What I do not understand is why the reflected wave has a hyperbolic or curved trajectory on this plot. The slope steepens as it asymptotically approaches the direct wave. It makes sense that over long distances that the direct wave and the reflected wave should merge to almost being indistinguishable, but how is it possible that the reflected wave plot as a steepening slope i.e. is slowing down? The reflected wave travels less surface distance per unit time the smaller its angle of incidence ( meaning closer to the source) because it is more vertical than horizontal. Over time it becomes more horizontal and therefore more like a direct wave which takes a shorter and quicker path across the surface. What am I missing? Why does the reflection plot curve as it does?

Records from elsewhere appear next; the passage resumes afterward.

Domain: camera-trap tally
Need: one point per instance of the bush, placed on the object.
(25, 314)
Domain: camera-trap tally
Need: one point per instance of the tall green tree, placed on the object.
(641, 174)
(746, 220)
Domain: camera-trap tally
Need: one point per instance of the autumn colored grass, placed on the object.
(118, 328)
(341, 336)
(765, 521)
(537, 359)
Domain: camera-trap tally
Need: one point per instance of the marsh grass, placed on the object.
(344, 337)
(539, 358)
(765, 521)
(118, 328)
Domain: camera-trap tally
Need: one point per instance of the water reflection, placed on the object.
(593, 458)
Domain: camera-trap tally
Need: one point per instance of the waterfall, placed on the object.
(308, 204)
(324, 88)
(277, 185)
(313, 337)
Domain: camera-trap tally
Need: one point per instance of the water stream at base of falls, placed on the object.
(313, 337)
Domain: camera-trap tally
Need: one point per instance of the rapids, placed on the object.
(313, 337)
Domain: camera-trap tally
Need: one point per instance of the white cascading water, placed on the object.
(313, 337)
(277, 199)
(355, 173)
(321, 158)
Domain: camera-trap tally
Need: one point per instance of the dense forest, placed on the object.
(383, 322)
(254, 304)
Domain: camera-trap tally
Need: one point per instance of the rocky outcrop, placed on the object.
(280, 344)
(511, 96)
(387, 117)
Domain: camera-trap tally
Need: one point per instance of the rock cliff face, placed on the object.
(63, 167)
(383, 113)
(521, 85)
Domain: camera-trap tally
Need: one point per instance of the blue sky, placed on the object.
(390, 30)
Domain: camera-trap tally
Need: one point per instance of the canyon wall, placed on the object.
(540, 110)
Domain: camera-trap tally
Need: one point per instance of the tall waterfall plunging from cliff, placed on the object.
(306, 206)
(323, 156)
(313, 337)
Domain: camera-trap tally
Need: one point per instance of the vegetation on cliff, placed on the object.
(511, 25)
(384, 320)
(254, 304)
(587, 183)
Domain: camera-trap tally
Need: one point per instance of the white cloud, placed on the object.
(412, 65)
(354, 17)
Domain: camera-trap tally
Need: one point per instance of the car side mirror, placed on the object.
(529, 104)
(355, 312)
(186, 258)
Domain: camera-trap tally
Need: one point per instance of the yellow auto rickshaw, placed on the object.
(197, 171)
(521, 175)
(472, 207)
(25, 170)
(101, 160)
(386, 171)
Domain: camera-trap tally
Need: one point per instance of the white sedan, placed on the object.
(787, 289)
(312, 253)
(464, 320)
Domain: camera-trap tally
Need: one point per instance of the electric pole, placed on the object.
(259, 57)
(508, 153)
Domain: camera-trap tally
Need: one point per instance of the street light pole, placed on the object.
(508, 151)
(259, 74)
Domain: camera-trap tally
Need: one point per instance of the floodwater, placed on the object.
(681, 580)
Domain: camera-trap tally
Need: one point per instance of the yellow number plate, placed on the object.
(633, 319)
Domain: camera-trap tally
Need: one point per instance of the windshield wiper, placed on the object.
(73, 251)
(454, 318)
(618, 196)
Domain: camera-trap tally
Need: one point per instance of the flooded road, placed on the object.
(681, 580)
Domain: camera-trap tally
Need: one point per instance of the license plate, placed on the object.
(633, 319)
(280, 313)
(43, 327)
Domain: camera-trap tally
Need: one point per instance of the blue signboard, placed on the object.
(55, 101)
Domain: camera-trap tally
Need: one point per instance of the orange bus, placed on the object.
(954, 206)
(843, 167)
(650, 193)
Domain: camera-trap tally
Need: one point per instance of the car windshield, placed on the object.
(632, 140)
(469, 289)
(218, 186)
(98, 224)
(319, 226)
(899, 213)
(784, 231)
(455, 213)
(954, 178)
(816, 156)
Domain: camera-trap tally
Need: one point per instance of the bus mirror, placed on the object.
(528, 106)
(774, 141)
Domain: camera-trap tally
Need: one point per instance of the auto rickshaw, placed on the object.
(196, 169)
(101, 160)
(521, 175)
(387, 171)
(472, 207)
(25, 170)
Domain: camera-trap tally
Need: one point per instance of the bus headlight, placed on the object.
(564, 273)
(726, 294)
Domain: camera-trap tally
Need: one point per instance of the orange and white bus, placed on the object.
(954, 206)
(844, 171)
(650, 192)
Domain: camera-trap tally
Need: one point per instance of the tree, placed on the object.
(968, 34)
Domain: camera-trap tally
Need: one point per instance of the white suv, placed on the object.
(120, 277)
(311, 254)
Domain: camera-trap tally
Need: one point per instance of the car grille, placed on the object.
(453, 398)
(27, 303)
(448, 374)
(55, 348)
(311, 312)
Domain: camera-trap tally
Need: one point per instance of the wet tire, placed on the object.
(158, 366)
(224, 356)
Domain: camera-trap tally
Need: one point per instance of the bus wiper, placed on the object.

This is conceptually relatively simple if you look at where the reflection (and refraction) happen, and in fact you have articulated the key concept in your question:

The reflected wave ...Over time it becomes more horizontal and therefore more like a direct wave which takes a shorter and quicker path across the surface.

This is absolutely correct. So if you are close to the seismic source (distance a, where a is small), the direct wave is quickest, as the reflected wave has to first travel down to the boundary before being reflected back. It travels a little over 2b, where b is the depth of the boundary layer. That "little over" depends on the angle, which is related to the distance a.

As an example, look at the image below, from this presentation on reflected, refracted and diffracted waves. The 2nd of the reflected waves is not much larger than the first, however the direct wave has travelled 4 times as far.

If a is much larger than b, then that 2b portion becomes less and less significant, and in fact you can say the distance travelled by the reflected wave tends towards a.

So the graph does not show that the velocity of the wave is slowing down, more that the distance relationship with the angle of reflection tends to an asymptote.

• Read your answer and the attached presentation and they both make sense to me except I seem to be missing where a and b are, I assume they different values in the offset of x where a < b < 2b but not entirely clear. – user824 May 1 '19 at 18:17
• On the plot though, the reflected wave curves upward to approach the direct wave. It's slope increases which on this diagram means it's slowing down, not speeding up. How could it have to slow down to converge with the direct wave? It doesn't make physical sense. Unless this is just a side effect of the reflection equation being nonlinear with respect to distance – MattGeo May 1 '19 at 20:47
• No, the graph indicates the equation relationship, not a slowing down. – Rory Alsop May 1 '19 at 20:52

You might be viewing the problem in wrong light. Given this graph we want to find the velocity V1 (a parameter that defines the shape of hyperbola). V1 has effect on shape of hyperbola as whole.

Instantaneous velocity does not make sense here. I would term it as "apparent velocity", as you are using single point data rather than the whole hyperbola to judge velocity of the medium.

Hyperbolic equation is $$t^2= (x/v1)^2 + (2h/v1)^2$$

You can use $$X^2-T^2$$ plot and find the slope and therefore $$v1$$ using linear regression.